Department of Structural Biology, Stanford University, Stanford, CA 94305, USA.
The Journal of Immunology (Impact Factor: 5.36). 12/2008; 181(9):6293-300. DOI: 10.4049/jimmunol.181.9.6293
Source: PubMed

ABSTRACT KIR3DL1 is a polymorphic, inhibitory NK cell receptor specific for the Bw4 epitope carried by subsets of HLA-A and HLA-B allotypes. The Bw4 epitope of HLA-B*5101 and HLA-B*1513 is determined by the NIALR sequence motif at positions 77, 80, 81, 82, and 83 in the alpha(1) helix.
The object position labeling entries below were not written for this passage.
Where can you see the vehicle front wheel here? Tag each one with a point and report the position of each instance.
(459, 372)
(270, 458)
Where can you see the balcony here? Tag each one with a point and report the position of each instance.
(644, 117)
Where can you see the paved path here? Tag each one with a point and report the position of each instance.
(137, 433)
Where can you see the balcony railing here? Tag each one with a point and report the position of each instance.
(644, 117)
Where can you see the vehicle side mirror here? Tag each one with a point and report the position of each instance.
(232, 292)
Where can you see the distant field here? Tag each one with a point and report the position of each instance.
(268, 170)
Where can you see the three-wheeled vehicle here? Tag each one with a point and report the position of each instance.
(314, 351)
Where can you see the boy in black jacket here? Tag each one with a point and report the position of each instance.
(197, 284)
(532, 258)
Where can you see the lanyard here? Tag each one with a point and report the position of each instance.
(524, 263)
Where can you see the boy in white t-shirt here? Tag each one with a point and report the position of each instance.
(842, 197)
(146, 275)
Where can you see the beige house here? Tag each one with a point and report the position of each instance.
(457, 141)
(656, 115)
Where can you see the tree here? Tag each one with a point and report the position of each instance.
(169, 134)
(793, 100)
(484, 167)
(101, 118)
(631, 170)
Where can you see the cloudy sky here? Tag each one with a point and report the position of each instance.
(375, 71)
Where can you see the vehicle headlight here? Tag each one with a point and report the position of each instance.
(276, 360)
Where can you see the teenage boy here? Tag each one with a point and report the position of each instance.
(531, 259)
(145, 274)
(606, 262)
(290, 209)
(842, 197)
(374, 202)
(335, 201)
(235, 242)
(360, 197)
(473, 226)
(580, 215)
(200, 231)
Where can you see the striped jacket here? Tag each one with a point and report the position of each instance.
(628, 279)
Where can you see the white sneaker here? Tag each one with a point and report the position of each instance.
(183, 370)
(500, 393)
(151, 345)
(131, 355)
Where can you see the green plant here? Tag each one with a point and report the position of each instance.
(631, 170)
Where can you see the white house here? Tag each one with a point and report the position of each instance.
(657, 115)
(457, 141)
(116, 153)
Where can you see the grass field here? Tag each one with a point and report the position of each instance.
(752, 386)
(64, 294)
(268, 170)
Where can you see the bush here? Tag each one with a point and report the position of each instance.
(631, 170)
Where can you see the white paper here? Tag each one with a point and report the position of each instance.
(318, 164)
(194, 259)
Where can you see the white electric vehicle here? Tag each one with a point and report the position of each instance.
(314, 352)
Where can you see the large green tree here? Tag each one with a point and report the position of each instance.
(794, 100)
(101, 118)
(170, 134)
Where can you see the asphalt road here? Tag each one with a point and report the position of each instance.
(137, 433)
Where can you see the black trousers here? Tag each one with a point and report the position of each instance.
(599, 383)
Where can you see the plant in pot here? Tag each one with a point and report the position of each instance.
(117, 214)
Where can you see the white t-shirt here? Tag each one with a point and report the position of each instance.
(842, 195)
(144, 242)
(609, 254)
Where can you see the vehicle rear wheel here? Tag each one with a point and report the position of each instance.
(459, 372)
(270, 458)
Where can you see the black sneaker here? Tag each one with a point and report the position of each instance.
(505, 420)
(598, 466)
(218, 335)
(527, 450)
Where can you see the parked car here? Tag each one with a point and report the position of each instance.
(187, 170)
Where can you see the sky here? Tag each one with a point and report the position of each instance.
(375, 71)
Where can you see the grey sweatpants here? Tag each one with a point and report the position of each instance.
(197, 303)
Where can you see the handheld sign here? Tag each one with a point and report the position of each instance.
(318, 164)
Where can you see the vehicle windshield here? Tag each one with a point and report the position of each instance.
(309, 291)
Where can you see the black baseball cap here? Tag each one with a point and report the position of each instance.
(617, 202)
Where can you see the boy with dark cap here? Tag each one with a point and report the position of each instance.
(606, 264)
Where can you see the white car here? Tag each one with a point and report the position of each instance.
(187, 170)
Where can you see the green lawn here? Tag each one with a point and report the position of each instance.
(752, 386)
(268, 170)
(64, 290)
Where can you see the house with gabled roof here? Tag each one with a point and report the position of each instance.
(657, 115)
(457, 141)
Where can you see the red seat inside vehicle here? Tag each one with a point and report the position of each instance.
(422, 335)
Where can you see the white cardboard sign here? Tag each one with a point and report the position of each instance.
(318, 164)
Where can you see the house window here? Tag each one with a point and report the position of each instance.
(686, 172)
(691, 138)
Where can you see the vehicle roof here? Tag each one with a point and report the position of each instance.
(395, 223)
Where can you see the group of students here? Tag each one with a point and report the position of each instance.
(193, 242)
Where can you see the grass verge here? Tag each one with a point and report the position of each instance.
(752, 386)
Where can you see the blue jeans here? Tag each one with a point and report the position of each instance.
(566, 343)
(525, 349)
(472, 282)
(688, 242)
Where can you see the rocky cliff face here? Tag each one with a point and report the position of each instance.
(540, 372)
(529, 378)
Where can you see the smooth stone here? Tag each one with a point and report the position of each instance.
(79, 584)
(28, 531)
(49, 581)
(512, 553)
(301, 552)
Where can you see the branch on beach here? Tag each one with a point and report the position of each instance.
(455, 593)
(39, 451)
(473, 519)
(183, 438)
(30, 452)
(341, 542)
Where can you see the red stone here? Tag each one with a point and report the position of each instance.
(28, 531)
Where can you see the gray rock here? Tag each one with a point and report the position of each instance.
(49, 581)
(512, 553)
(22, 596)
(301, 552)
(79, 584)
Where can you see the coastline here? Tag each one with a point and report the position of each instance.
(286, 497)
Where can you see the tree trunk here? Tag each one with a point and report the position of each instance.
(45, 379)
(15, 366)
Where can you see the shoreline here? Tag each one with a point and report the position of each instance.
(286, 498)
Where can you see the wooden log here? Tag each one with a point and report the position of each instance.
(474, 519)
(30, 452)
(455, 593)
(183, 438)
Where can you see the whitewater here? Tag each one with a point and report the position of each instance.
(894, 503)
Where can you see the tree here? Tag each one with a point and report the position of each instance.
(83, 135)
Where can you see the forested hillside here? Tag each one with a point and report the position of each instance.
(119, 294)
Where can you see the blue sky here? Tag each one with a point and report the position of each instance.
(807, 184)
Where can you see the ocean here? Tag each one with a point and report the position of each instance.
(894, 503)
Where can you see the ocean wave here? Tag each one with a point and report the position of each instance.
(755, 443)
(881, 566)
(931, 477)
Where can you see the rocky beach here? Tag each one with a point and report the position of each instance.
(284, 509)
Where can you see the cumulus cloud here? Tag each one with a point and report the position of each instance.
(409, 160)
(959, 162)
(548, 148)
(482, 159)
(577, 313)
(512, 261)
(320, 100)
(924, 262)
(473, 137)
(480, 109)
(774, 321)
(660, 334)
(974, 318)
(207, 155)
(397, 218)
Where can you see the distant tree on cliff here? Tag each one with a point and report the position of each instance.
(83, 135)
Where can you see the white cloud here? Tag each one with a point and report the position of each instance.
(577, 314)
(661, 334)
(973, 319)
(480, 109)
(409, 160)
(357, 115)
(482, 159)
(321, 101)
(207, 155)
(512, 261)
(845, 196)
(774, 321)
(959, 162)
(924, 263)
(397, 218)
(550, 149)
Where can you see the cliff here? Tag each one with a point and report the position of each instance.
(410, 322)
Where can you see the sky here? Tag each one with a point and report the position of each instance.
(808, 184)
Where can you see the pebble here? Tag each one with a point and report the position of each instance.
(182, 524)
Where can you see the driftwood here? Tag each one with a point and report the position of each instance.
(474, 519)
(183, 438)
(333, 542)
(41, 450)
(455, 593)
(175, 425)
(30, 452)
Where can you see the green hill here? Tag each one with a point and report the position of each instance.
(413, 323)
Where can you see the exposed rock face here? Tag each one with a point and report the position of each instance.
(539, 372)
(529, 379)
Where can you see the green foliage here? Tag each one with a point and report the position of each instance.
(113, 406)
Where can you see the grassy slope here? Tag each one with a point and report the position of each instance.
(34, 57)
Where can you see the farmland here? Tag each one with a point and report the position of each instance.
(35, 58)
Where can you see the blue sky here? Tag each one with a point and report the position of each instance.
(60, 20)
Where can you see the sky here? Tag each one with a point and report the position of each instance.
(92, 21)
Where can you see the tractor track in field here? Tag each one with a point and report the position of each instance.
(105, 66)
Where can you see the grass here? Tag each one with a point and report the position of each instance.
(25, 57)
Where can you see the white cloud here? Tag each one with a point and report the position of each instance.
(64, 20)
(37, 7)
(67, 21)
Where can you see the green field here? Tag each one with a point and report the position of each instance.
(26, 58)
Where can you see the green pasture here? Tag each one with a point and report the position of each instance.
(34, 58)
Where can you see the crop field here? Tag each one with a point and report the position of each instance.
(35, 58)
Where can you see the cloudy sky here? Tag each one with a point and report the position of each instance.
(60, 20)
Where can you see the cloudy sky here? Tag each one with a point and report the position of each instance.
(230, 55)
Mutation of these positions to the residues present in the alternative and nonfunctional Bw6 motif showed that the functional activity of the Bw4 epitopes of B*5101 and B*1513 is retained after substitution at positions 77, 80, and 81, but lost after substitution of position 83. Mutation of leucine to arginine at position 82 led to loss of function for B*5101 but not for B*1513. Further mutagenesis, in which B*1513 residues were replaced by their B*5101 counterparts, showed that polymorphisms in all three extracellular domains contribute to this functional difference. Prominent were positions 67 in the alpha(1) domain, 116 in the alpha(2) domain, and 194 in the alpha(3) domain. Lesser contributions were made by additional positions in the alpha(2) domain. These positions are not part of the Bw4 epitope and include residues shaping the B and F pockets that determine the sequence and conformation of the peptides bound by HLA class I molecules. This analysis shows how polymorphism at sites throughout the HLA class I molecule can influence the interaction of the Bw4 epitope with KIR3DL1. This influence is likely mediated by changes in the peptides bound, which alter the conformation of the Bw4 epitope.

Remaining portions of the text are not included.